Total taxable property values are down 12 percent from this time last year resulting in an estimated loss of about $77 million to Orange County’s budget. With property tax as the largest revenue source for the county government, leaders are now forced to find new ways to make up the lost revenue again this year.
Two years ago, the county collected $726 million in property taxes. Last year, that number was reduced to $641 million. This year, the number is expected to land at about $564 million.
“When your major revenues are going down by $77 million and your other revenue sources, such as sales tax, are stagnant, you have to act accordingly,” says Randy Singh, manager of the Orange County Office of Management and Budget. “If there are no additional revenue sources or tax increases, the only way to achieve the goal of a balanced budget is to cut.”

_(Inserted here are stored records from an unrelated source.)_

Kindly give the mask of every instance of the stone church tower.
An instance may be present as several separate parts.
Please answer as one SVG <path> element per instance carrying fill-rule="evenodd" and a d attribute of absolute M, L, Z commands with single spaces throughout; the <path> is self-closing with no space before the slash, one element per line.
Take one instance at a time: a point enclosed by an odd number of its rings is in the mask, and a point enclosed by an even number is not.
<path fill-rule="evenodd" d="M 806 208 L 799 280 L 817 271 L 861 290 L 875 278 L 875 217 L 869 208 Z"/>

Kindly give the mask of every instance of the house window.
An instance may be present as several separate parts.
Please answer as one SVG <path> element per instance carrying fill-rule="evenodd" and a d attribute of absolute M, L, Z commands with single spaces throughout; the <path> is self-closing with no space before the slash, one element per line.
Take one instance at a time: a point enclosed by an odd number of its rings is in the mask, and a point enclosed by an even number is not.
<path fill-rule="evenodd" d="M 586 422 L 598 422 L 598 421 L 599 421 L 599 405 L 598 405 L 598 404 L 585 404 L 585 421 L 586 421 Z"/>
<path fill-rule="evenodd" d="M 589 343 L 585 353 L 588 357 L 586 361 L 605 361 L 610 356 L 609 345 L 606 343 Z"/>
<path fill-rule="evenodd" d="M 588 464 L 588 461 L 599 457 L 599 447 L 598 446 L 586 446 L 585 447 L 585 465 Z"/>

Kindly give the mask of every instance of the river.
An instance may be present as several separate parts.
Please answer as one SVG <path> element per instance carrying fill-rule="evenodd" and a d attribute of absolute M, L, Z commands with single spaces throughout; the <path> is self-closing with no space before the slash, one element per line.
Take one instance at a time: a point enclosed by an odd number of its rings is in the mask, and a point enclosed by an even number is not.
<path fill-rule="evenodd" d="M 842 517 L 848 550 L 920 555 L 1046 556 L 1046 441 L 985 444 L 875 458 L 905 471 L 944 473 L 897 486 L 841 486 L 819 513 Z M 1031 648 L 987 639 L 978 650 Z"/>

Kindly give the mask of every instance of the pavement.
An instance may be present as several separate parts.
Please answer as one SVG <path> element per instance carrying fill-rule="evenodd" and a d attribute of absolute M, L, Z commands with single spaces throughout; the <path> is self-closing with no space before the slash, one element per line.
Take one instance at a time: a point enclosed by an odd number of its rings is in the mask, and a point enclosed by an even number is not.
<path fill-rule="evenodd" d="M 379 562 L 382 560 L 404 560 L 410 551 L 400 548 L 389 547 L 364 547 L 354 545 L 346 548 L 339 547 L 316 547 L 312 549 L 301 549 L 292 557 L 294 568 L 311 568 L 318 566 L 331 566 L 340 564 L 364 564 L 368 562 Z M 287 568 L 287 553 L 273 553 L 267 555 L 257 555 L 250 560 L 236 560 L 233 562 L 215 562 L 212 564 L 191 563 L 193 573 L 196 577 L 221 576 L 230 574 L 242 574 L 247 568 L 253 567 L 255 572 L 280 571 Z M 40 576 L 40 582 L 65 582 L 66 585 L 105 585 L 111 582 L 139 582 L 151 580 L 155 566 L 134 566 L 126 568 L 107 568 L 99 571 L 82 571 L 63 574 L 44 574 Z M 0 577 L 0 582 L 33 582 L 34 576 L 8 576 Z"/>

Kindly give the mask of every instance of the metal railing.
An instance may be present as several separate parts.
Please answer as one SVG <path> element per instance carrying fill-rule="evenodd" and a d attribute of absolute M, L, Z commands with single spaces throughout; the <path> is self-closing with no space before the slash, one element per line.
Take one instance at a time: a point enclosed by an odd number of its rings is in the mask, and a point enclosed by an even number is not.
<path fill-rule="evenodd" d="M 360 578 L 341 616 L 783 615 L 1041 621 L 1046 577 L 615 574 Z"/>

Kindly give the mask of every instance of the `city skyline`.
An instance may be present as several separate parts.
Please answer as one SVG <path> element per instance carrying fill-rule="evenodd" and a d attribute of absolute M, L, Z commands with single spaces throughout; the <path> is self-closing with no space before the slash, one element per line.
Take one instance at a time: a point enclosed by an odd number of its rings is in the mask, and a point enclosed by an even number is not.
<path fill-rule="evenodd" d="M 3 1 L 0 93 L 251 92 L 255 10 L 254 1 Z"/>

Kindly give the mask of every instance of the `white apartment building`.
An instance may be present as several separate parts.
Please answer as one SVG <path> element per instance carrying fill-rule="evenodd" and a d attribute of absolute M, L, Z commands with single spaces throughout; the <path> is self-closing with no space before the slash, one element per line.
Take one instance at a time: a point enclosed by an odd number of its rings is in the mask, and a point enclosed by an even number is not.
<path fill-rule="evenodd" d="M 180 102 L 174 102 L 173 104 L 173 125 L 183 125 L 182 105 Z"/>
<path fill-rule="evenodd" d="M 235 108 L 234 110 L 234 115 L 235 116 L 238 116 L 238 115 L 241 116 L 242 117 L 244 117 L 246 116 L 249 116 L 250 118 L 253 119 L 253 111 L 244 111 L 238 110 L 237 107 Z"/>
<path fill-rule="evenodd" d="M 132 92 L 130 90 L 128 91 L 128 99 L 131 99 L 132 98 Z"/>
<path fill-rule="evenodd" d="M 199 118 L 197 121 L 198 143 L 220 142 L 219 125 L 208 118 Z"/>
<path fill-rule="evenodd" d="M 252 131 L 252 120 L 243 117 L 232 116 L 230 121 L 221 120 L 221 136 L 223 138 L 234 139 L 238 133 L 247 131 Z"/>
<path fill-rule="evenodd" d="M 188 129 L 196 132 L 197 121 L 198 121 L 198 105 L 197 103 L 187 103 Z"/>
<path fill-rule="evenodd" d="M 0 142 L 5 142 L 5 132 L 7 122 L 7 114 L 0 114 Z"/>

Although the next fiscal year will not begin until October 1, Singh says that the county has been anticipating and planning for the lost revenue for some time. “We’ve been in the mode of cost-cutting for the past few years so, fortunately, the fact we have to cut doesn’t come as a surprise and we were able to take certain measures earlier in the year,” he says.
Some of the “measures” the county plans on taking include cutting budgets of all their departments and outside agencies as well as releasing employees, declining salary increases and limiting the amount of capital improvement projects.
“We’re very fortunate we can maintain the tax rates without an increase and, for the most part, retain the same level of services for the citizens,” says Singh. “As a government, one of our main concerns is public safety; so the fact that the sheriff can reduce his budget by 3 percent and make a commitment that there will not be a reduction in deputies or the level of service is a tremendous accomplishment.”
The county also plans to eliminate around 160 staff positions this year, bringing the total eliminated close to 500 positions in the past two years. They’ve also asked employees to begin contributing more dollars toward their healthcare costs to lighten the burden felt in the county budget. “There’s a combination of things being put into place to get us to where we need to be as far as a balanced budget goes,” says Singh.
The 2010 tax roll values that have created the 12 percent shortfall are reflective of property sales occurring during 2009. Homesteaded property values decreased 32.8 percent, excluding new construction.
“Over 60 percent of the residential sales reviewed were bank owned properties,” says Orange County Property Appraiser Bill Donegan, whose office was responsible for compiling the information. “Every area of the county has been affected and neighborhood values have taken a beating from the fallout of foreclosures.”
Orange County’s total taxable value for 2010 is $84.1 billion, according to Donegan’s office, down 12 percent from the previous year. New construction, both residential and commercial completed in 2009 added $1.43 billion in taxable value – a notable 43 percent decrease from the prior year.
“Of course, the continued decline of values shouldn’t come as a shock to anyone,” says Donegan. “As long as the housing and commercial markets continue to fall, so will tax roll value and…recouping tax revenue will be a much, much slower process for the cities and county.”
The first draft of the county budget will be released in early July, followed by a three day work session beginning July 20 that the general public is welcome to attend. The work sessions, however, are not public hearings – those are set for September with the final budget for next year going into effect on October 1.
As Orange County develops and adapts new strategies to manage the budget and lower levels of government revenue, Singh assures one thing: “We’re stretching things as much as we can stretch them.”